O protesto também teve como alvo os deputados federais de Mato Grosso que votaram a favor da aprovação das medidas: Adilton Sachetti (PSB), Carlos Bezerra (PMDB), Ezequiel Fonseca (PDT), José Augusto Curvo “Tampinha” (PSD), Ságuas Moraes (PT) e Valtenir Pereira (PMDB).
Eles foram vaiados pelos manifestantes durante o ato.
O único da bancada mato-grossense a se manifestar contrário ao dispositivo foi o deputado Nilson Leitão (PSDB). O deputado Fábio Garcia (PSB) se ausentou, mas também acabou sendo alvo do protesto.
A juíza Selma Arruda, da Vara Contra o Crime Organizado da Capital, durante o ato
Mesmo debaixo de chuva, assim como ocorreu e ainda ocorre em outras cidades do país, especialmente as capitais, grande parte dos presentes vestiam as cores verde e amarela.
Os manifestantes carregavam cartazes e faixas com dizeres: “chega de corrupção, não vou desistir do Brasil”, “demissão aos políticos corruptos”, “somos todos Moro”, “aprovem as dez emendas, já”.
O manifesto em Cuiabá foi organizado pelos grupos “Brasil Livre”, “Muda Brasil”, “Direita Mato Grosso”, “Vem pra Rua”, “Avança Brasil”, “Pela Ordem”, dentre outros.
O policiamento foi feito pela PM e pelos agentes de trânsito da Capital, conhecidos como “amarelinhos”.
Entre os manifestantes estavam a juíza Selma Arruda, da Vara Contra o Crime Organizado da Capital, responsável pelas prisões de dezenas de "figurões" da política e pela autorização de várias operações contra a corrupção no Estado. Ela afirmou ao MidiaNews que foi protestar como cidadã.

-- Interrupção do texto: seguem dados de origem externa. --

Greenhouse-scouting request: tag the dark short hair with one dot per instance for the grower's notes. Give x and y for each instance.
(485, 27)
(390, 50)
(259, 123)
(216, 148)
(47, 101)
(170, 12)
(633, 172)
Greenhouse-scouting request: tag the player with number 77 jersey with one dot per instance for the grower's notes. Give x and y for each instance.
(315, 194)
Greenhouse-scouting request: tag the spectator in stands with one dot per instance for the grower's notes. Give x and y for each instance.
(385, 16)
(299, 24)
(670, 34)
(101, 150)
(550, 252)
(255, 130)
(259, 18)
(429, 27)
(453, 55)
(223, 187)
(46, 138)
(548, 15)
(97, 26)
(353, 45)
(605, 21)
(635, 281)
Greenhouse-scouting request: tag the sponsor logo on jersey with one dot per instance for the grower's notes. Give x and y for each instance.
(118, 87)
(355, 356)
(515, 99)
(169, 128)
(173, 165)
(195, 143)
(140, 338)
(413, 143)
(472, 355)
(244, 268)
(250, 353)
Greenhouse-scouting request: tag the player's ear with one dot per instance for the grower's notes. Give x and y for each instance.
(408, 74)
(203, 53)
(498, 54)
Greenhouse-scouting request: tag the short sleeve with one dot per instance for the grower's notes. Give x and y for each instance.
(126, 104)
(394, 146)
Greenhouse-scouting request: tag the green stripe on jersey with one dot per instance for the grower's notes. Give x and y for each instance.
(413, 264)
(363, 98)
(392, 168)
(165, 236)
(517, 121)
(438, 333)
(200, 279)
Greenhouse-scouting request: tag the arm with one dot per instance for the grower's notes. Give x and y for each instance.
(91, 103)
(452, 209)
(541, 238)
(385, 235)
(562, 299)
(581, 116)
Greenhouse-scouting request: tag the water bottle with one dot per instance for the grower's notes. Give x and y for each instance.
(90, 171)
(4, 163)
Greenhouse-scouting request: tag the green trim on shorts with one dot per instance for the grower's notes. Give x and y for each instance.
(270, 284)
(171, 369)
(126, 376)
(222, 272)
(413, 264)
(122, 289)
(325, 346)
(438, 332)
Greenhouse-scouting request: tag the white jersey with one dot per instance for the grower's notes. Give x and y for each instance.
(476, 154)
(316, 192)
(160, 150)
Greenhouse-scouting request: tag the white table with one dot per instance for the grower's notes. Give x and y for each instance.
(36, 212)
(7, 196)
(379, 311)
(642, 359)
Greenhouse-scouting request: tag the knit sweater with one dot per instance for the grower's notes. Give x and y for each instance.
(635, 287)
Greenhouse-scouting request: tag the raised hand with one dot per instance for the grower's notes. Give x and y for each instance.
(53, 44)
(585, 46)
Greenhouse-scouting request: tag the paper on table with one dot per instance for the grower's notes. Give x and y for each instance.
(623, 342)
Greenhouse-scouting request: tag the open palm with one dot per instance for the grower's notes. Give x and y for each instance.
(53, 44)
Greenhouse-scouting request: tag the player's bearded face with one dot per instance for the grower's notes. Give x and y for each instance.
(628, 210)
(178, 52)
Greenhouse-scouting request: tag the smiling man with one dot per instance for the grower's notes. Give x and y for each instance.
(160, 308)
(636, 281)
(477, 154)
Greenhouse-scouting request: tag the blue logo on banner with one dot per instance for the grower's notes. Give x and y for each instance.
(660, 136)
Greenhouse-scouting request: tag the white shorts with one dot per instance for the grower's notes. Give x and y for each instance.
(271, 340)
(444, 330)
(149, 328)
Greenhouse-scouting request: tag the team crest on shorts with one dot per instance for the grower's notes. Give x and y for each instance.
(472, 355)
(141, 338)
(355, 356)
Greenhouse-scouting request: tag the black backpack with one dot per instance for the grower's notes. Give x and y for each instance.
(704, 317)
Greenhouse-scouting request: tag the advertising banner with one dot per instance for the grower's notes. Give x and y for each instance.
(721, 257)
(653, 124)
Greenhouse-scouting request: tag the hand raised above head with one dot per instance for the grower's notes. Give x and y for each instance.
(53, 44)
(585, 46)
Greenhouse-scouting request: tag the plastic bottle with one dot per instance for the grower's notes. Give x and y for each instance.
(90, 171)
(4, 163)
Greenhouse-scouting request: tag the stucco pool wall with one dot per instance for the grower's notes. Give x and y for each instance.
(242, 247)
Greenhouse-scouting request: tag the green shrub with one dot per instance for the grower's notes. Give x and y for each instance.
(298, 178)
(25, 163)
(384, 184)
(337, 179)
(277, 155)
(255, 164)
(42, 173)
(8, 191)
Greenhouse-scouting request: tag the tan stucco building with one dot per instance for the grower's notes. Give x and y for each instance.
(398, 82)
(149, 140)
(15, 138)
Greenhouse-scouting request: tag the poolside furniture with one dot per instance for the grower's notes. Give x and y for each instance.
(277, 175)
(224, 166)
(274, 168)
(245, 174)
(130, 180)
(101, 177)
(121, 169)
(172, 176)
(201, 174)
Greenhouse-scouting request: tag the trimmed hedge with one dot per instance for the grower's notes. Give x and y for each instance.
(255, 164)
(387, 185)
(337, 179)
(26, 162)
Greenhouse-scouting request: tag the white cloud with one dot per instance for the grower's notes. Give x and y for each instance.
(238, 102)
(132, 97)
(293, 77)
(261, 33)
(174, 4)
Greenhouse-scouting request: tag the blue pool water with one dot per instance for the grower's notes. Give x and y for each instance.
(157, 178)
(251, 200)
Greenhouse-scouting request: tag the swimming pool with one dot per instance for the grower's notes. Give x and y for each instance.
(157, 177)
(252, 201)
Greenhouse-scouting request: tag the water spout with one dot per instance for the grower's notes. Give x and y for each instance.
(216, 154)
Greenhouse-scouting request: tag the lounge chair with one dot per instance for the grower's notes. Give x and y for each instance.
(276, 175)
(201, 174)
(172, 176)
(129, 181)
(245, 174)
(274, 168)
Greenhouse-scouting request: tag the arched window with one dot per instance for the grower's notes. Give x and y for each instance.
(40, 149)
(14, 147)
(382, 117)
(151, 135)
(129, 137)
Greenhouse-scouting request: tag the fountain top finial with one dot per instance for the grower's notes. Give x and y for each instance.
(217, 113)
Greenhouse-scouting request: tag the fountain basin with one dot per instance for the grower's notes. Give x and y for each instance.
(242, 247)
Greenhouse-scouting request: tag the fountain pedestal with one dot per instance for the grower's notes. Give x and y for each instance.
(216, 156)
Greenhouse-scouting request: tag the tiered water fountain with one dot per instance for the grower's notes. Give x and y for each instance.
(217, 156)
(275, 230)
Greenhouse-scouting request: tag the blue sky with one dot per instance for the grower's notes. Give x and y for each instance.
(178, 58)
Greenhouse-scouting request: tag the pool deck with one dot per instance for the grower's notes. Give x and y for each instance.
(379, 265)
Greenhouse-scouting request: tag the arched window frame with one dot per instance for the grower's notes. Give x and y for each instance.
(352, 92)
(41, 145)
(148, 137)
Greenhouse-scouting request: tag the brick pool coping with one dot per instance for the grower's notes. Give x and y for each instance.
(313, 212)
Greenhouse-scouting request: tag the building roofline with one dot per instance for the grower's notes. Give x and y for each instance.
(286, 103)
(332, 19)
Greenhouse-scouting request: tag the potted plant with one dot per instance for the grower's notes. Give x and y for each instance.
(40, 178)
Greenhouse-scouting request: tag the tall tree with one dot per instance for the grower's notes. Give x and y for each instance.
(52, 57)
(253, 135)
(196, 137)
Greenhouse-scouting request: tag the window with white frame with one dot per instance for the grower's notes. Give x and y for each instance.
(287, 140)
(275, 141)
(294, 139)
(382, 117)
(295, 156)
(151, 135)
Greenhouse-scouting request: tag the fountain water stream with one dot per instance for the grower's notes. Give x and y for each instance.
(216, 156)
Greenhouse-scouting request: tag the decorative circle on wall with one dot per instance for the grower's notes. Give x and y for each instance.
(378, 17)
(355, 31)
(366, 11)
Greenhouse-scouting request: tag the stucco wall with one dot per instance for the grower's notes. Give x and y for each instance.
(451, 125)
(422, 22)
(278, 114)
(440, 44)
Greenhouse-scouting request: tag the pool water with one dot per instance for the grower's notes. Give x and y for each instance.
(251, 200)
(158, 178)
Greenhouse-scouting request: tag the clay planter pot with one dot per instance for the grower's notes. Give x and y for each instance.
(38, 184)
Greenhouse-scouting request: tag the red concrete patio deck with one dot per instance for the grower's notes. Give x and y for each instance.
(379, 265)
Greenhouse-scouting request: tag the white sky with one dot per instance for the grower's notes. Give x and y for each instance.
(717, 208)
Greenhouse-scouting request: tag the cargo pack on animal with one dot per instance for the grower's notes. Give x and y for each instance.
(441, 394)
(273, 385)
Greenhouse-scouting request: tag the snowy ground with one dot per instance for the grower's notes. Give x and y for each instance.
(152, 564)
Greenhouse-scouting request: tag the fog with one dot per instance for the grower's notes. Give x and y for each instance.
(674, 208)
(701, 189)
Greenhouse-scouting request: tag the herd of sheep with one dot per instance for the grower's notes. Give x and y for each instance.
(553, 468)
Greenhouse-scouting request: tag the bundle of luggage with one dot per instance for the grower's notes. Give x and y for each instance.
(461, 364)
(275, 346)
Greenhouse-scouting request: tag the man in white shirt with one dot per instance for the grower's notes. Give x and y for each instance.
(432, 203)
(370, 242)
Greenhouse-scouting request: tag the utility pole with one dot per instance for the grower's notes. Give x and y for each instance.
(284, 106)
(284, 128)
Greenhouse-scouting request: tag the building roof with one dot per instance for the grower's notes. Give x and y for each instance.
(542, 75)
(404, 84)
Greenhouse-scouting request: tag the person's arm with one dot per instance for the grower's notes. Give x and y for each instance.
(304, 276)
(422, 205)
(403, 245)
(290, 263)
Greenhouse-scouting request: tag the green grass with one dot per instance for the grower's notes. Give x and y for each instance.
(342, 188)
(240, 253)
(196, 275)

“Eu vim como todo cidadão que está aqui hoje, que é pra exercer o direito de cidadania. Nós não concordamos com o desfiguramento das 10 medidas contra a corrupção. Nós queremos que a corrupção acabe, não que a lei sirva de incentivo pra os corruptos. O povo não quer esse tipo de manobra, nós precisamos criminalizar o enriquecimento ilícito. Precisamos que eles percam esse dinheiro roubado da população”, disse.
Nós queremos que a corrupção acabe, não que a lei sirva de incentivo pra os corruptos
O promotor de Justiça Roberto Turin também esteve no ato. O membro do Ministério Público Estadual (MPE) disse que apoia a punição para abuso de autoridade para magistrados e integrantes do MP, mas não da forma como foi votada pela Câmara.
“Infelizmente o Congresso Nacional não ouviu esse grito da população, de combate à corrupção. O que nós vimos foi a total desfiguração das 10 medidas. O MPE, o Judiciário e toda autoridade que se preze é contra eventuais abusos. Nós somos favoráveis, mas já tem legislação para isso”.
“O que não pode é o que aconteceu. Ser aprovada as medidas com pura retaliação, sem estudo, sem uma análise técnica, sem discussão com a sociedade e sem apoio da população”, criticou Turin.
Os manifestantes pediram ainda para que os senadores de Mato Grosso - Wellington Fagundes (PMDB), Cidinho Santos (PR) e José Medeiros (PSD) - diferente dos deputados, votem contra o texto aprovado na Câmara.